The crucial question a blog like SBM should be asking is “do hormone altering treatments work for transgender children and adolescents”? You might expect their article, titled as it is “The Science of Transgender Treatment”, to be packed full of scientific evidence. Yet only two studies on this topic are linked to. The first is a 2020 study which G&N say found that hormonal therapy in trans teens decreased suicidal ideation. In fact the study found no statistically significant improvement for female-to-male youths (the demographic relevant to Shrier’s book) in any measure. Nor do they find any significant difference in suicidal ideation in any group. But it gets worse. This was a longitudinal study with no control group — so even if there had been a difference it would be impossible to say it was due to the treatment. Imagine if a homeopath had shown that in a group of people with flu, all given homeopathic remedies, some of them had improved with time. Novella and Gorski would rightly have considered this evidence worthless.

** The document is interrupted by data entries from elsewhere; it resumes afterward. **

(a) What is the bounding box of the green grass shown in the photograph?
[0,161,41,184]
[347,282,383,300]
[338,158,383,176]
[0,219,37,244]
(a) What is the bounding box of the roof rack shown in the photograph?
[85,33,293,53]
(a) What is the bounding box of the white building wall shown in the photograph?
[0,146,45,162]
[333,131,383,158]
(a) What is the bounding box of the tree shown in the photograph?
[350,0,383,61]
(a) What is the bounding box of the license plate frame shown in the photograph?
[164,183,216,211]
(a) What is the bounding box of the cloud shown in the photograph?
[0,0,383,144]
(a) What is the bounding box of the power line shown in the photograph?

The other quoted study  is even less convincing: a survey asking transgender adults to self report the treatments they received as teenagers. Such studies are prone to so many sources of error and bias that they could only be considered the very weakest form of evidence and certainly not sufficient to reach any conclusions on effectiveness. Normally the hallmark of a science-based approach is that any quoted study is properly placed in context with a clear assessment of the strength of evidence provided. Yet N&G quote these two studies with not a single mention of their very great weaknesses.

The brutal truth is we have no good-quality scientific data on how best to treat children with gender dysphoria

N&G cryptically say “there are more studies” (no citations given) but one would presume they have chosen the 2 most convincing examples. And yet N&G go on to conclude “there is copious evidence supporting the conclusion that the benefits of gender affirming interventions outweigh the risks”. I think I’ve shown that the evidence gets nowhere near that level of certainty. But you don’t need to take my word for it. You can read the assessment of NICE (the UK’s highly regarded National Institute of Health and Care Excellence) which concludes that the outcomes from hormone blockers are of “questionable clinical value”, and that “the studies themselves are not reliable and changes could be due to confounding, bias or chance.” A review of post-puberty hormone treatment reached similar conclusions.

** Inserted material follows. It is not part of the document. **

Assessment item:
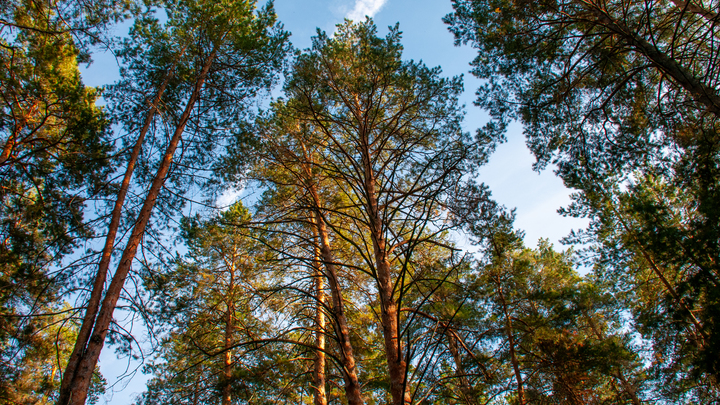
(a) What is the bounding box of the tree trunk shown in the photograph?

Or read the review from the BMJ Evidence Based Medicine Blog, which concludes: “There are significant problems with how the evidence for Gender-affirming cross-sex hormone has been collected and analysed that prevents definitive conclusions to be drawn” and wonders whether the use of such drugs is justified given they “can cause substantial harms and even death”. Such comprehensive reviews from respected sources would normally be prize nuggets for a science based blog. Why N&G fail to even mention them is left for the reader to ponder.

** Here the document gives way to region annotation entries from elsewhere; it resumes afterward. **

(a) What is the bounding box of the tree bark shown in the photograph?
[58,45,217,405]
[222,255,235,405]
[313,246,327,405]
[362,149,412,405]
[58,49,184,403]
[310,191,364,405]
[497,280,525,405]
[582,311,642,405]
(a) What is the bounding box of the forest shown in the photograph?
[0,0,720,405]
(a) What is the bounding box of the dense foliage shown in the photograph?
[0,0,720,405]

The brutal truth is we have virtually no good-quality scientific data on how best to treat children and adolescents with gender dysphoria — and know even less about the sorts of cases described in Shrier’s book. This is scarcely surprising given the deeply toxic nature of this topic, where any scientist who presents the “wrong” results faces bullying, censorship or worse. That leaves parents and medical professionals in a deeply unhappy situation; having to make life-changing decisions with scarcely any data. But as one blogger put it when Lupron, one of the drugs now used to treat trans children, was proposed as a cure for autism: “If you’re going to give a potent drug like Lupron to children, a drug that can almost completely shut down the synthesis of both male and female steroid hormones, you’d better have damned good evidence that it’s likely to help to make it worth the risk.” The blogger? Dr David Gorski on a site called Science Based MedicineThat, at least, is something Gorski and I can agree on.